Uma vez chegados ao local os pinguins tratam de procurar o seu companheiro para dar começo ao ritual de acasalamento, uma dança magnífica e muito íntima. Cada fêmea põe um único ovo, o qual precisa estar protegido das temperaturas baixas que se fazem sentir na Antártida. As fêmeas precisam seguir para o mar para buscar alimento e para tal têm de passar o ovo ao macho que irá incubá-lo durante cerca de 65 dias (que correspondem ao inverno antártico). Esta passagem nem sempre é bem sucedida, e alguns casais de pinguins perdem os seus ovos.
As fêmeas partem para mais uma caminhada para o mar onde podem reabastecer-se e acumular alimento para o filhote que irá dentro em breve nascer.
Os machos ficam com a dificil tarefa de encubar o ovo, superando temperaturas de -40ºC e ventos de 200Km/h, e para tal amontoam-se e passam a maior parte do tempo a dormir para poupar energia. Os machos conseguem sobreviver a condições tão agrestes graças à base da camada de gordura acumulada durante o verão.
Enquanto isso, as fêmeas percorrem o oceano, e algumas delas têm a pouca sorte de serem apanhadas pelos predadores, como as focas. Os filhotes destas ficam condenados à morte porque não podem esperar pelo alimento da sua mãe.
Quando é chegada a altura, as fêmeas regressam todas novamente ao local de acasalamento para junto do seu par e do seu filhote. Os machos esperam com ansiedade a chegadas das fêmeas, pois eles encontram-se fatigados e cheios de fome.

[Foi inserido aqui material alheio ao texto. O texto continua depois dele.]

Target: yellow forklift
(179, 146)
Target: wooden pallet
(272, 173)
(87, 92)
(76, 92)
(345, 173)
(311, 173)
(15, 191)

O reencontro com as fêmeas dá largada à corrida dos machos em direção às águas do Oceano Antártico, a marcha dos famintos. Caberá agora, às fêmeas, a tarefa de preparar os filhos para a vida adulta, até que possam se arriscar sozinhos no mar. As crias vão crescendo e mas ainda assim não estão livres de predadores, que aproveitam uma escapadela de um pequenote para um ataque.
Assim, o ciclo se fecha até chegada do próximo Outono.
É um documentário interessante de se ver... a vida animal tem destas coisas espantosas!